I started some work with her around exploitation and what it looked like. But she started slipping. She was being draw into a group that housed a mixture of high-level concern for being a victim of CSE and those that were known to have exploited young people.

She started to wear make up to school. Not loads. Just enough that she made a   statement. Normal teenage experimentation. I hoped.

Her language started to change. She had started to speak in the same street slang as many of the others. Understandable, many teenagers do this. It was so false and empty from her lips. She would forget to use it during conversations and then catch herself and slip back into it whereas the other young people I work with, it’s very natural. Its who they are.

She started hanging around a group of boys that are a concern. Wait… I take that back. They directly are no a concern. But their elders, the are the concern and there has been many girls and boys that have started at this low level and then get passed up.
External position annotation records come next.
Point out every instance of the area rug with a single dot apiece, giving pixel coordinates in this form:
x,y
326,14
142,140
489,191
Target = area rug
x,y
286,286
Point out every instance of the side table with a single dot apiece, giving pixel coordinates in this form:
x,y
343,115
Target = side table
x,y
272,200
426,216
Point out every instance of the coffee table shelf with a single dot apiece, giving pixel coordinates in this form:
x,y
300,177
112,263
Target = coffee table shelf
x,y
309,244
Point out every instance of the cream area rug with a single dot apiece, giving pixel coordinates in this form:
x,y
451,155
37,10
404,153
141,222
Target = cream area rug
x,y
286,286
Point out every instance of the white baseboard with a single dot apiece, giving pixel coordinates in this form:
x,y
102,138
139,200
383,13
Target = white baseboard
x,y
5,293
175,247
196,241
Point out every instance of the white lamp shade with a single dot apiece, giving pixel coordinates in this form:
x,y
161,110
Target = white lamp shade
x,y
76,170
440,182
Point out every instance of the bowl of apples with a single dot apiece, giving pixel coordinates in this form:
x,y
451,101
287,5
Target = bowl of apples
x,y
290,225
And then you lose them. It happened a few years ago with a girl. Passed up and failed by many people. But that’s another story.

Child C was changing. She was now angry and defiant. She was acting out. Asking for help without saying a word.

And I documented it. We all did.

I went up against the social worker this one time. There had been an incident and Child C said she would run away if no one would listen to her. I kid you not, I was begging her social worker to come and see her. I said that this is a high concern. That if we don’t get a handle on this right now, we would pay the price. And I was right. It often makes me sad when I am right.

Social worker never came that day. And when she did, I found myself arguing with her about the risk this child was at. They told my boss I was over reacting. That Child C was not in danger. My boss backed me and the made statements to say we were scare mongering.

Out of this, came a full-on row, and official statements were made by people in power. Big statements. It was clear that schools were struggling to keep Child C and other children that were in care from out of area safe. It was discussed and decided that we would not take any more children in care into the local schools. For one reason and one reason alone. That we could not keep them safe. And one of the main reasons we could not keep them safe was because people were not listening.

Child C had been brought in from out of area. Despite the area she was brought to being highly deprived, gangs and exploitation. Oh wait, noooo that was all denied. But, deny something does not make it true.

So, someone decided it would be a good idea to bring a 13-year-old child in care, who had already been through many placements, to an area where exploitation is high. Where children are known to be groomed. Where they operations and task forces to battle it.

Someone thought that it was a good idea to bring her here.

A year later. After all the warnings, all the times we were told we were scaremongering and making things up…. She became the victim of exploitation. Social services could see that they plan to move her out of area. But the damage has been done. You can take her where you want now, she will seek out exploiters. She will be attractive to them. Because she was not kept safe. Despite so many warnings.

I don’t often cry. Its not who I am. But I held back tears as I watched Child C break the other day. I watched what was once a naive little lost girl lashing out and angry. Shouting “Fam” this and “Fam” that. Darkness in her eyes. I held back tears as she was led away, knowing that she will be passed around somewhere else now. And it’s not her fault. Its our fault. The adults. The professionals.

Passed around by the care system the same way she will be passed around by exploiters.

Like a piece of meat, going to the highest bidder.